In Iraq’s Kurdish areas, meanwhile, there are fears of clashes between peshmerga and the Iraqi army
Iraq, after all, has no viable air force; struggles to control its borders; and lacks sophisticated military intelligence and surveillance technology.
So the Pentagon has long planned to leave a “residual force”, perhaps 10,000 to 12,000 troops, to perform those functions and to continue training Iraqi troops.
“There is still work to be done in those areas, although they make constant strides in their capabilities,” Colonel Barry Johnson, a spokesman for the US military forces in Iraq, said.
“It is ultimately up to the Iraqi government to assess the overall capabilities and readiness of their forces, and to determine any assistance they may need in the future.”
But the Iraqi government has to ask the US to extend its presence in Iraq, because the current “status of forces agreement” between the two governments requires all American troops to leave by December 31.
The issue is politically fraught for Iraqi politicans, particularly within prime minister Nouri al-Maliki’s party, which forged a shaky alliance last year with the staunchly anti-occupation Sadrist movement. Maliki has not publicly shared his own views on the question; instead, he said last month that he would ask the US to stay if 70 per cent of Iraq’s political leaders agreed.
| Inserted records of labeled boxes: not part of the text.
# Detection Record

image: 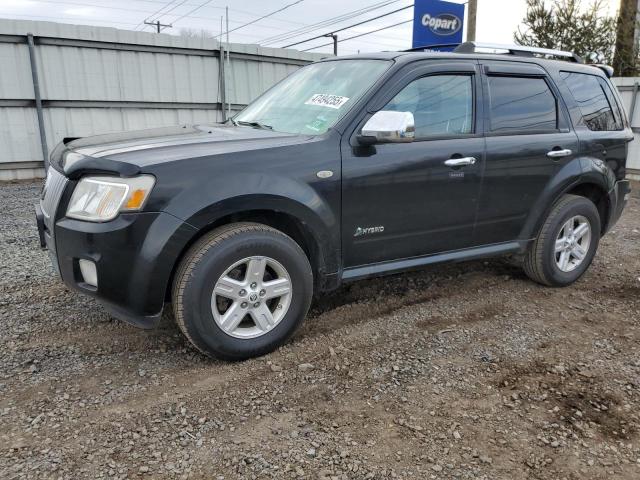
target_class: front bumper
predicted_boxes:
[38,212,196,328]
[606,180,631,231]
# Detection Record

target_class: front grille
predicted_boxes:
[40,168,69,231]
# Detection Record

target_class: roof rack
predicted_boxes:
[452,42,584,63]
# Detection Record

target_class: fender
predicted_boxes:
[520,156,615,240]
[165,172,341,274]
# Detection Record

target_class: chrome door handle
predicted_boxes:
[547,148,573,158]
[444,157,476,167]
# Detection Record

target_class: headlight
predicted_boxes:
[67,175,156,222]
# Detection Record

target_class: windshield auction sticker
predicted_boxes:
[304,93,349,110]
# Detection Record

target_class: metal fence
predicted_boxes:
[613,77,640,180]
[0,20,326,180]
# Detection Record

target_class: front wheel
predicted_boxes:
[524,195,600,287]
[173,223,313,360]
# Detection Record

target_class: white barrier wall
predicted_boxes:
[0,20,326,180]
[613,77,640,180]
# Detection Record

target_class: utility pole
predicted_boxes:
[467,0,478,42]
[144,20,173,33]
[325,33,338,57]
[613,0,640,77]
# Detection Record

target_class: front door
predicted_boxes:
[342,60,485,268]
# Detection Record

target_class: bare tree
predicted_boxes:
[613,0,640,77]
[514,0,617,65]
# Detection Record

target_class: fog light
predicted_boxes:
[78,259,98,287]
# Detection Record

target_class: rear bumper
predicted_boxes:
[605,180,631,231]
[50,212,196,328]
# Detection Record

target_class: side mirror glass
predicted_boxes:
[358,110,416,145]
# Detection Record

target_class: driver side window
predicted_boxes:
[383,75,473,140]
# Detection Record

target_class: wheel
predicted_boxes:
[524,195,600,287]
[172,223,313,360]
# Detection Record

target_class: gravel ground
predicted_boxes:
[0,183,640,480]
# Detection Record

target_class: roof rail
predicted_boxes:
[593,63,615,78]
[454,42,584,63]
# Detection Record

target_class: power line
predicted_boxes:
[225,0,304,34]
[173,0,219,23]
[31,0,308,30]
[260,0,400,45]
[134,0,177,30]
[302,19,413,52]
[282,4,413,48]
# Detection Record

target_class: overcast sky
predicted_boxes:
[0,0,619,54]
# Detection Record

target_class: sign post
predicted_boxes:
[413,0,464,50]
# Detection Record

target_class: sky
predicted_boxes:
[0,0,619,54]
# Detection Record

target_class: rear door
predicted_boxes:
[474,61,578,245]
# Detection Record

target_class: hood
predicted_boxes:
[61,124,313,173]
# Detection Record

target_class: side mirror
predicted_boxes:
[358,110,416,145]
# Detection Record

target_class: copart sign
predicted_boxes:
[413,0,464,50]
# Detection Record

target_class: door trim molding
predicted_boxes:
[342,240,529,282]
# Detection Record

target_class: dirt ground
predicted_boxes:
[0,183,640,480]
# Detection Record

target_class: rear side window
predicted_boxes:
[560,72,622,131]
[488,76,558,133]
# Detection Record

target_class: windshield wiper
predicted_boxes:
[234,120,273,130]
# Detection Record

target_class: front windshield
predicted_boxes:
[233,60,390,135]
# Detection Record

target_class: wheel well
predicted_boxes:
[165,210,322,301]
[566,183,610,233]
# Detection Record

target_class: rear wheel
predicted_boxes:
[524,195,600,287]
[173,223,313,360]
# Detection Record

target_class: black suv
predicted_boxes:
[36,44,633,359]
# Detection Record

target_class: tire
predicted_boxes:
[523,195,601,287]
[172,223,313,360]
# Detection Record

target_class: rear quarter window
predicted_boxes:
[560,72,622,131]
[488,76,558,133]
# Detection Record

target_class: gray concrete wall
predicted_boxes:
[0,20,326,180]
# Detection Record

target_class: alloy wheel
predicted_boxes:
[211,256,292,339]
[554,215,591,272]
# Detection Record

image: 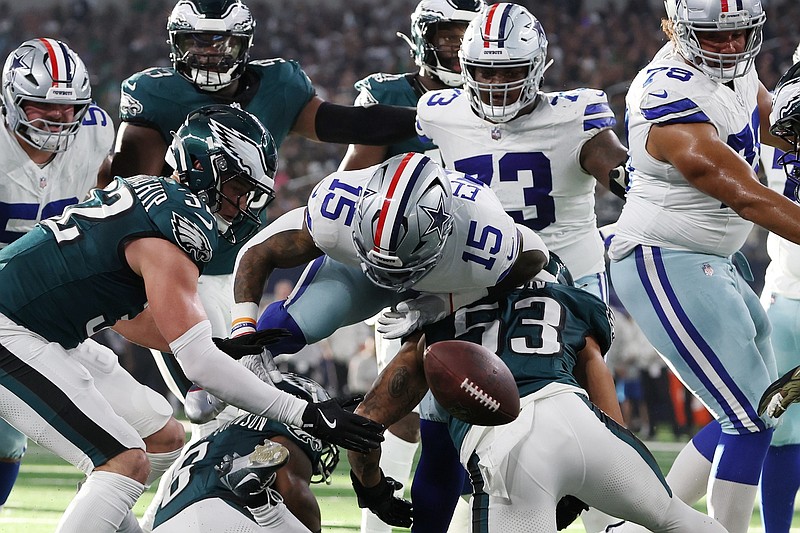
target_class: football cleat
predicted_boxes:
[758,366,800,418]
[215,440,289,500]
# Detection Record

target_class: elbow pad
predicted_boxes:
[314,102,417,146]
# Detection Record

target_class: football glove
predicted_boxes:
[350,470,413,527]
[556,496,589,531]
[212,328,291,359]
[301,396,386,453]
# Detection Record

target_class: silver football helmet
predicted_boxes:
[167,0,256,91]
[459,2,547,122]
[353,153,453,291]
[664,0,767,83]
[397,0,486,87]
[3,38,92,152]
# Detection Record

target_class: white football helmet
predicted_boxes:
[3,39,92,152]
[353,153,453,291]
[167,0,256,91]
[397,0,486,87]
[459,2,547,122]
[664,0,767,83]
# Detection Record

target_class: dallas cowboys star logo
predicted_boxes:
[420,196,453,240]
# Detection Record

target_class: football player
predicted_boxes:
[154,373,339,533]
[339,0,486,533]
[0,106,383,532]
[0,38,184,507]
[348,281,725,533]
[609,0,800,533]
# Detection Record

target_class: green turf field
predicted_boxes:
[0,443,800,533]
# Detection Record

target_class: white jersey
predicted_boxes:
[761,144,800,300]
[417,89,615,279]
[305,167,519,293]
[0,105,114,248]
[609,48,759,259]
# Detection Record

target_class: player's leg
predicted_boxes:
[0,419,28,510]
[611,247,777,532]
[0,317,149,532]
[760,295,800,533]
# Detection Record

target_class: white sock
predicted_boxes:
[667,441,711,505]
[361,431,419,533]
[447,498,472,533]
[145,448,183,488]
[117,510,142,533]
[56,471,144,533]
[707,479,758,533]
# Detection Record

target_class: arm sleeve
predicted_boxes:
[314,102,417,146]
[169,320,308,426]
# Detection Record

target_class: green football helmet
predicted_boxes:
[166,104,278,243]
[167,0,256,91]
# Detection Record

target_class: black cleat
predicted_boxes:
[758,366,800,418]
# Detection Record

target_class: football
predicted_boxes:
[423,340,519,426]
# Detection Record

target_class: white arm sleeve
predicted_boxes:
[169,320,308,426]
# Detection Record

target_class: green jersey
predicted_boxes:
[119,58,314,275]
[424,282,614,449]
[153,414,323,527]
[0,176,218,348]
[355,73,436,159]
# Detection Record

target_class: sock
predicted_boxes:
[56,471,144,533]
[0,461,21,508]
[666,421,722,505]
[117,511,142,533]
[411,420,467,533]
[145,448,183,488]
[707,430,772,533]
[361,431,419,533]
[760,444,800,531]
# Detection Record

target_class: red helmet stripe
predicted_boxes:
[374,152,418,251]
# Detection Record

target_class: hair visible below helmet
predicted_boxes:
[769,62,800,183]
[167,104,278,243]
[3,38,92,152]
[275,372,339,484]
[167,0,256,91]
[353,153,453,291]
[664,0,767,83]
[459,3,547,122]
[404,0,486,87]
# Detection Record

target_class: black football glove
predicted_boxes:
[211,328,291,360]
[302,396,386,453]
[350,470,412,527]
[556,496,589,531]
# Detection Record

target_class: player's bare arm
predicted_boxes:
[580,129,628,189]
[573,337,625,427]
[233,220,322,302]
[111,122,167,177]
[647,123,800,243]
[347,332,428,487]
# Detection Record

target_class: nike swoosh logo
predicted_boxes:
[319,411,338,429]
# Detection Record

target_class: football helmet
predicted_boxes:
[167,0,256,91]
[3,39,92,152]
[353,153,453,292]
[397,0,486,87]
[275,372,339,484]
[166,104,278,243]
[459,3,547,122]
[664,0,767,83]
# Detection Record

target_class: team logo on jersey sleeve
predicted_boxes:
[172,213,214,263]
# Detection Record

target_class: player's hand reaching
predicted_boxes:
[302,396,386,453]
[350,470,413,527]
[212,328,291,359]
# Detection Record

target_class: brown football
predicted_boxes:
[423,340,519,426]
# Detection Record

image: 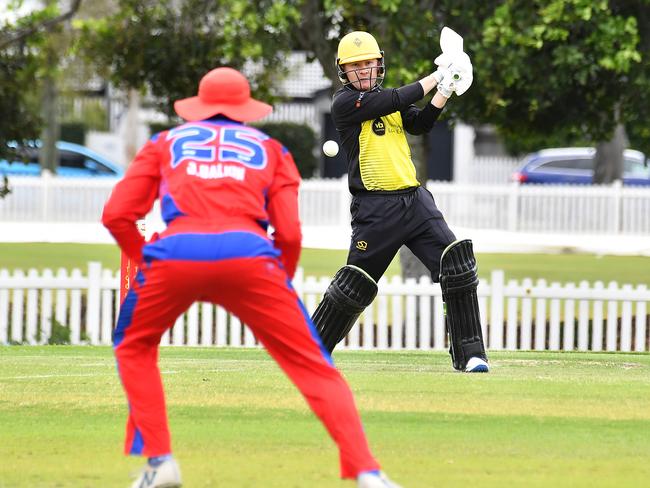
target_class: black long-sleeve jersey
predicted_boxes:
[332,82,442,194]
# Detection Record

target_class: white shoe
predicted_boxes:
[357,471,402,488]
[131,458,183,488]
[465,356,490,373]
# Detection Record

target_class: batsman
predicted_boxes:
[312,27,489,372]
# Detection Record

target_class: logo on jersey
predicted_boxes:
[372,117,386,136]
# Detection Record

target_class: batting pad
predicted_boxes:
[312,265,377,353]
[440,239,487,371]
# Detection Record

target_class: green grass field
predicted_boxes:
[0,243,650,284]
[0,346,650,488]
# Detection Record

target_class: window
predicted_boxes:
[59,151,86,169]
[85,157,115,175]
[623,159,650,178]
[537,158,594,171]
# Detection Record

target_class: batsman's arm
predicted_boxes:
[332,81,425,127]
[102,141,160,263]
[267,140,302,278]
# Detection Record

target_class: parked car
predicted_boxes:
[512,147,650,186]
[0,141,124,178]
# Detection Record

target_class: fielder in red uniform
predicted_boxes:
[102,68,396,488]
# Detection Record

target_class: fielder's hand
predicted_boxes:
[434,52,474,98]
“I think when you talk to Iraqi politicians, most of them would agree the Americans should stay in some form, though maybe not at the current levels,” Joost Hiltermann, an Iraq analyst at the International Crisis Group (ICG), said. “But they simply cannot afford to say so publicly, and Maliki in particular.”
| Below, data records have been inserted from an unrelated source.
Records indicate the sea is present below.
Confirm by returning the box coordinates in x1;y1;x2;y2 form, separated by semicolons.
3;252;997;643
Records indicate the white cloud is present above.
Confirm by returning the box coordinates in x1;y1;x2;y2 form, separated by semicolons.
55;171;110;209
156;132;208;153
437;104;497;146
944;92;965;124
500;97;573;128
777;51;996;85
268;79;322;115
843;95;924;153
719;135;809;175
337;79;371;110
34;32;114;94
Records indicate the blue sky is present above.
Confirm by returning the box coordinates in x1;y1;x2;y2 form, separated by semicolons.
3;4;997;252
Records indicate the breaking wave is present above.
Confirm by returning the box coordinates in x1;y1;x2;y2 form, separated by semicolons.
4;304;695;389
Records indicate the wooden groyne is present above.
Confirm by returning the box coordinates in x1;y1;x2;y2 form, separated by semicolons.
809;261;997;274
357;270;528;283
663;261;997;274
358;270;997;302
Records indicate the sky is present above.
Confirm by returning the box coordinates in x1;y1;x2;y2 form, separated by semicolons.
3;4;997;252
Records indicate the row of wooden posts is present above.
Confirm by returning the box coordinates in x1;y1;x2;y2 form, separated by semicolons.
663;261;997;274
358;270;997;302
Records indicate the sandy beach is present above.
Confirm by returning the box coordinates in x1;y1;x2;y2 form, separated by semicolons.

Sunni and Kurdish politicians generally support an extended US presence, but are unlikely to cross Maliki’s 70 per cent threshold without significant buy-in from Shia politicians.
No ‘national strategy’
The security situation is not helped by an ongoing dispute between Maliki and Iyad Allawi, his chief political rival, over control of the security forces.
Maliki and Allawi agreed to set up a national strategy council as part of the power-sharing deal they reached in December. The council was meant to be a check on Maliki, who as prime minister enjoys wide authority over the Iraqi security forces.
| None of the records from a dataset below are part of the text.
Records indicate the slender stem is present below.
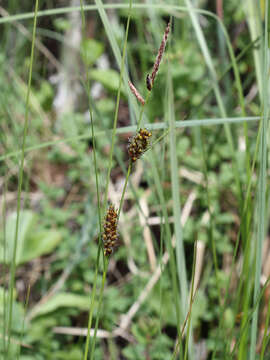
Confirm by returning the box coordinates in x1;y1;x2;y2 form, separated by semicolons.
90;257;109;360
84;264;100;360
249;0;269;360
7;0;38;358
17;284;31;360
184;240;197;360
80;0;102;360
118;161;132;219
104;0;132;212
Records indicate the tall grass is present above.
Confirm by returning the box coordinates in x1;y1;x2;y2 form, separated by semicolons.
0;0;270;360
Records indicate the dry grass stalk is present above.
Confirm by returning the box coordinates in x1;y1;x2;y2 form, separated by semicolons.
128;80;145;105
146;21;171;91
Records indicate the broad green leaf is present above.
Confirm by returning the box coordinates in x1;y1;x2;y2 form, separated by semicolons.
20;230;61;262
0;210;61;264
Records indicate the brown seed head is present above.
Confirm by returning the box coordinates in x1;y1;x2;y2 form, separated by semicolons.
128;81;145;105
146;21;171;91
102;205;118;256
128;129;152;162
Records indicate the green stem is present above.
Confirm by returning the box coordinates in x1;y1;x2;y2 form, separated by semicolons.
7;0;38;358
90;257;109;360
102;0;132;212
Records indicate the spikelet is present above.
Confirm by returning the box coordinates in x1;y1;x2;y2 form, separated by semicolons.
128;129;152;163
102;205;118;256
146;21;171;91
128;80;145;105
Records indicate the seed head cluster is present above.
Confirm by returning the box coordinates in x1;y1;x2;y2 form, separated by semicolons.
128;129;152;162
102;205;118;256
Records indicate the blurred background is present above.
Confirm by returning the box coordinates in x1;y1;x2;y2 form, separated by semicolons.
0;0;270;360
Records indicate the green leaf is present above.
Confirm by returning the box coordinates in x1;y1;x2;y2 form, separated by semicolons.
20;230;61;262
0;210;61;264
80;39;104;66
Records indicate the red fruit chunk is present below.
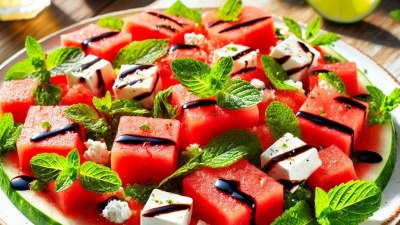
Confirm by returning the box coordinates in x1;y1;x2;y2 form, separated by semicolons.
123;11;195;44
0;79;37;123
203;6;277;54
183;159;283;225
111;117;180;185
17;106;86;173
61;24;132;61
307;145;357;191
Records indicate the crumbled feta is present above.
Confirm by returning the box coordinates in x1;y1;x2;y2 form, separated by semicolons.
83;139;111;165
184;32;207;46
102;199;132;223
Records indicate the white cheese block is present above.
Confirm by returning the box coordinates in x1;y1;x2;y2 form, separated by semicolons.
270;35;321;81
140;189;193;225
66;55;115;96
261;133;322;181
213;44;258;74
113;65;162;108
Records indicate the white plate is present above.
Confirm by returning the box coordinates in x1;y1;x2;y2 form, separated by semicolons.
0;0;400;225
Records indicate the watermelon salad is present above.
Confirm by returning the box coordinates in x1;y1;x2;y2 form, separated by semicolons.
0;0;400;225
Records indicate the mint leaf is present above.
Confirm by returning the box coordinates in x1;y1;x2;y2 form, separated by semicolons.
30;153;67;183
216;79;262;109
306;17;321;40
271;201;318;225
283;17;303;40
55;149;80;192
114;39;169;69
265;101;301;140
217;0;243;21
79;162;122;194
153;87;177;119
165;0;201;24
315;180;382;225
318;72;347;95
96;16;124;31
261;55;297;91
171;58;215;98
125;184;156;204
310;33;340;46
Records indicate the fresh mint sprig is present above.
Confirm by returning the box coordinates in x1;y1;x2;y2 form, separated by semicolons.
165;0;201;24
171;57;261;109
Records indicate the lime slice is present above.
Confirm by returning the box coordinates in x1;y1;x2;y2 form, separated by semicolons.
306;0;380;23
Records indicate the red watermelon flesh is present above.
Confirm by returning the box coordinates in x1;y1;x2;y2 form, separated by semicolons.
123;11;196;44
17;106;86;173
203;6;277;54
309;62;360;97
111;117;180;185
61;24;132;61
0;79;37;123
297;86;367;155
171;85;259;148
183;159;283;225
307;145;357;191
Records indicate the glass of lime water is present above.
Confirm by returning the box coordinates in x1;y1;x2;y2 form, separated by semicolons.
0;0;51;21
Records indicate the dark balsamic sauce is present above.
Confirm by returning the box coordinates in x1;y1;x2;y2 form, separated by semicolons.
31;123;80;142
352;150;382;163
82;31;119;50
182;99;217;110
115;134;175;145
218;16;271;34
10;175;35;191
142;204;191;217
147;12;186;27
214;178;256;225
263;145;312;173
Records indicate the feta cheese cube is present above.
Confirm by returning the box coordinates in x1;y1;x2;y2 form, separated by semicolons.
66;55;115;96
101;199;132;223
261;133;322;181
213;44;258;75
113;65;162;108
140;189;193;225
270;35;321;81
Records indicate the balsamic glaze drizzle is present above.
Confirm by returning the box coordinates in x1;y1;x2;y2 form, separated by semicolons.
142;204;191;217
218;16;271;34
31;123;80;142
82;31;119;50
214;178;256;225
115;134;175;145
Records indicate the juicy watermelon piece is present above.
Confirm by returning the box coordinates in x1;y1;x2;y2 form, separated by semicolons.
309;62;360;97
60;84;94;106
122;11;196;44
183;159;283;225
111;116;180;185
17;106;86;173
297;86;368;156
0;79;37;123
307;145;358;191
203;6;277;54
61;24;132;61
171;85;259;148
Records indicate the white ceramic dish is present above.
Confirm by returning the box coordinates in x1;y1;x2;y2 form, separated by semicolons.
0;1;400;225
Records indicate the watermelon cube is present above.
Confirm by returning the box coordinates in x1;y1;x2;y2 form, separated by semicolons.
123;10;196;44
61;24;132;61
183;159;283;225
17;106;86;173
171;85;259;148
111;116;180;185
203;6;277;54
297;86;368;155
307;145;357;191
0;79;37;123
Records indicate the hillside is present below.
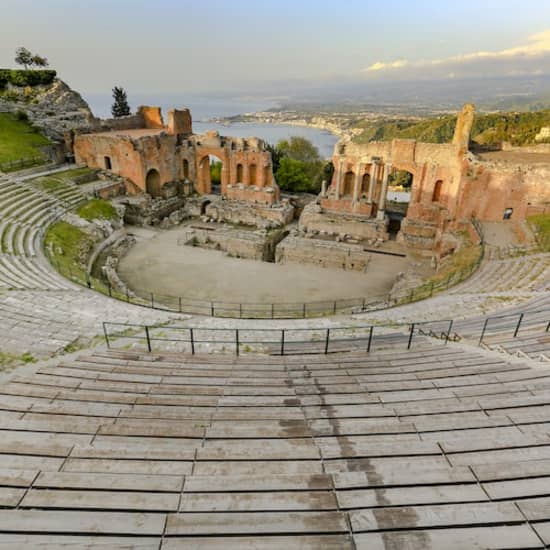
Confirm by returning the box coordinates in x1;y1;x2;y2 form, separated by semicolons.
0;69;93;141
354;109;550;146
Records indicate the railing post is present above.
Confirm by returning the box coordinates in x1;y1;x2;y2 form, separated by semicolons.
514;313;524;338
407;323;415;349
478;317;490;346
103;322;111;349
445;319;453;343
367;325;374;353
145;325;151;353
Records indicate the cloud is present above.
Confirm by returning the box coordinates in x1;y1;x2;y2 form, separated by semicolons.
365;59;409;71
361;30;550;78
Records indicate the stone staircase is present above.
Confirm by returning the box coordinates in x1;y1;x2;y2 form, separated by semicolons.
0;343;550;550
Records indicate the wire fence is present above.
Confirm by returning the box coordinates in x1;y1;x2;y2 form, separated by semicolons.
103;321;456;355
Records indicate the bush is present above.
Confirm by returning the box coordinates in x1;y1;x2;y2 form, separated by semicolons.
15;111;29;122
0;69;57;89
But the agreement left key details unresolved, namely, the exact powers and responsibilities of the council.
Iraqiya signed the deal anyway; al-Maliki now claims that the council is unconstitutional; and without a concrete agreement, Iraqiya has found itself politically sidelined.
“Iraqiya keeps asking for the implementation of ‘balance’ in the ministries of state, as well as the creation of a strategy policy council,” Reidar Visser, a senior research fellow at the Norwegian Institute of International Affairs, said.
“But if the details weren’t hammered out at the time, Iraqiya’s leverage is now greatly diminished.”
Iraqi politicians always viewed the council as more of a political expedient than a serious concession, so its current ambiguous status is hardly surprising.
“I don’t think there’d be this urge by Allawi to blow up the coalition and throw away all of Iraqiya’s gains” because of the council dispute, Hanna of the Century Foundation said.
More significant is the government’s inability to name defence, interior and national security ministers; Maliki named himself to those posts on an acting basis in February. Al-Maliki has rejected at least five Sunni candidates for the defence ministry job, while Iraqiya has vetoed several Shia candidates.
Analysts and some of al-Maliki’s opponents say the council dispute is symptomatic of the prime minister’s increasingly authoritarian rule: He has centralised his control over the security forces, cracked down on peaceful protests and frozen out political rivals.
Soldiers under his command have been accused this year of illegally detaining protesters, intimidating journalists and running secret prisons.
“It’s not about individual institutions, it’s about the way Maliki is governing,” ICG’s Hiltermann said.
“Is he going to allow checks and balances to be built into the political system, or not? The thing is, right now, there’s no political pressure for him to do so.”